The Kurdish region of Iraq is dominated by two pro-American secular parties -- the Patriotic Union of Kurdistan and the Kurdistan Democratic Party. A third party, the Islamic Union of Kurdistan, advocates an Islamic state and is growing in popularity. VOA's Brian Padden reports.
While the two parties that control the Kurdish region of Iraq may endorse democratic values, critics say they practice one-party rule.
The Patriotic Union of Kurdistan controls the eastern section, with the city of Suleymaniya as its power base. The Kurdistan Democratic Party controls the rest and is centered in the regional capital, Irbil. Both parties have their own militias, and after a brief civil war in the mid-1990s, have shared power over the region.
The most popular alternative to the ruling parties is the Islamic Union of Kurdistan.
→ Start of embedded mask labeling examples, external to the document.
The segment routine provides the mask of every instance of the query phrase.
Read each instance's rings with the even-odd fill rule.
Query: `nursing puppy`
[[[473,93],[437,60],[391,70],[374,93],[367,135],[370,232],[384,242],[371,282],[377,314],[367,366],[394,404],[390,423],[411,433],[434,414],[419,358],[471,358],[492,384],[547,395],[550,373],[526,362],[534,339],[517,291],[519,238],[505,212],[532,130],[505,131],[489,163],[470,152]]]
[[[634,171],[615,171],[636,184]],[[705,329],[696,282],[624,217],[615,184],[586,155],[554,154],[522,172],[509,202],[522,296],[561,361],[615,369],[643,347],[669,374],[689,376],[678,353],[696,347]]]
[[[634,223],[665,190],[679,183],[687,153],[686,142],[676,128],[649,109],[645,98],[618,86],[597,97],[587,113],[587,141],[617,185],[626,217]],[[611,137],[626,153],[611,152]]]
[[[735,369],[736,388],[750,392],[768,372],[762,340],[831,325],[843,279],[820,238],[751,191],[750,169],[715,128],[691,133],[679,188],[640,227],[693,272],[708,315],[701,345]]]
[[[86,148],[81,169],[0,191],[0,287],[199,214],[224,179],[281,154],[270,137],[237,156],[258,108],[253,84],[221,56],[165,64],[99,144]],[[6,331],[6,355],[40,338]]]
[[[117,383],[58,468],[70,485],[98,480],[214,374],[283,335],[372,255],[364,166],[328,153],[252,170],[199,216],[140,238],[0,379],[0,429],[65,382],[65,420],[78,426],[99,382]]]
It has no militia, only a local television station to present its vision of a moderate, Islamic democracy.
Hadi Ali is one of its leaders. He says his party is growing in popularity, particularly with young people. "We presented something new. The other parties – they were fighting against the regime before. And after the uprising, they started to fight each other and formed a corrupt administration that disappointed many young people,” he says. “Young people found our party as a non-corrupt alternative."
Ali says that his party advocates an inclusive democracy in a framework of Islam that would be very similar to western democracies.
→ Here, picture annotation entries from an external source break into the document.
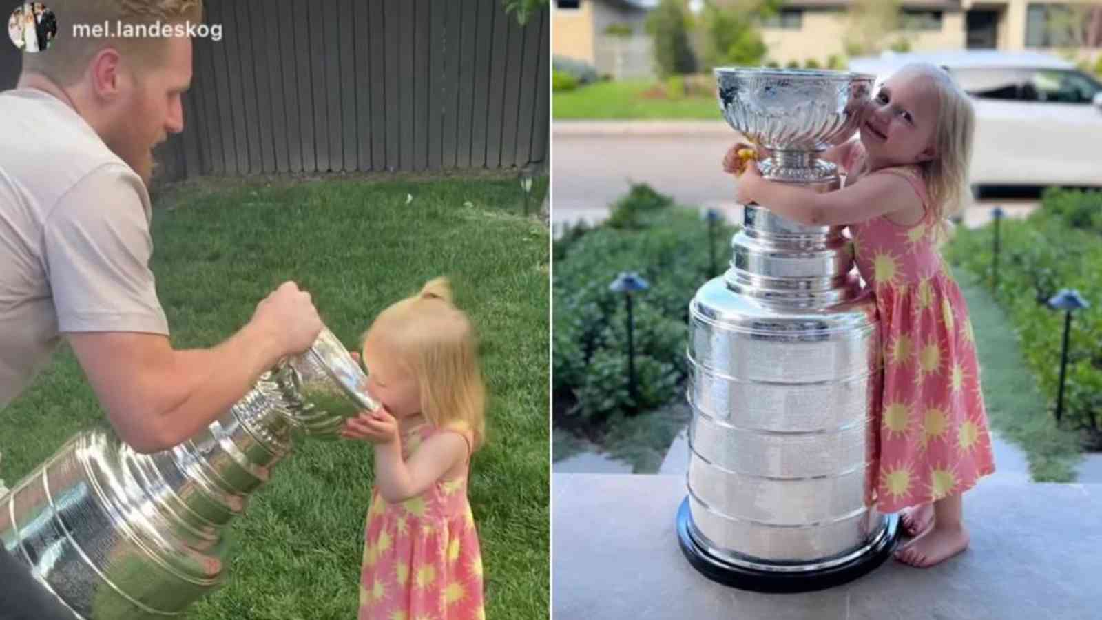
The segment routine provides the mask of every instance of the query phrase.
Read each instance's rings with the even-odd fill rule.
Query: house
[[[624,56],[625,43],[609,44],[605,29],[613,23],[634,26],[627,66],[645,66],[644,24],[659,0],[553,0],[552,50],[557,56],[584,61],[602,73],[613,71],[614,49]],[[809,60],[825,65],[831,56],[845,57],[852,36],[851,6],[855,0],[788,0],[779,15],[761,28],[767,60],[780,65]],[[911,51],[995,49],[1034,51],[1093,61],[1102,55],[1102,0],[899,0],[906,28],[880,38],[890,45],[906,41]],[[699,9],[702,2],[690,1]],[[1071,10],[1069,7],[1081,9]],[[1093,11],[1091,11],[1093,7]],[[1068,24],[1078,24],[1069,35]],[[641,52],[640,52],[641,51]]]
[[[551,53],[598,66],[605,29],[626,24],[636,35],[644,34],[647,12],[658,0],[552,0],[552,4]]]
[[[769,57],[785,65],[845,56],[851,4],[849,0],[790,0],[781,14],[761,29]],[[908,28],[883,41],[890,44],[906,39],[915,52],[1068,51],[1089,60],[1102,45],[1102,3],[1098,0],[903,0],[900,4]],[[1087,11],[1072,13],[1069,6]],[[1068,35],[1069,19],[1085,20],[1079,41]]]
"We want the secular like in the western countries with a separation of religion and the state,” says Ali. “But we are not against religion and here in these countries, when they say secular, they mean they are against religion.
David Romano of Rhodes College in Tennesse is a Middle East researcher and recently published a report on the growth of the Islamic movement in the Kurdish region of Iraq. He says the rise of the Islamic Union of Kurdistan should be a concern to the U.S. and other Western countries.
"I think they do have a marked, more anti-American stance than the secular Kurdish nationalist parties. You just have to remember that the Kurdistan Islamic Union comes from the Muslim Brotherhood, the Iraqi chapter of the Muslim Brotherhood," said the professor.
The Muslim Brotherhood was founded in Egypt in 1928. Since then, the Egyptian government has banned the Muslim Brotherhood and other political parties based on religion. But its members continue to speak out and have called for a board of Muslim clerics to oversee the government.
Still, Romano does not agree that banning opposition groups is good for the long-term future of the region. "As long as they play by the democratic rules of the game, as long as they talk the talk and walk the walk of democracy, so to speak, they need to be allowed a chance to compete and win elections; otherwise a turn to radicalism is legitimized," he said.
Romano says suppressing dissent will turn the loyal opposition to extremism and violence.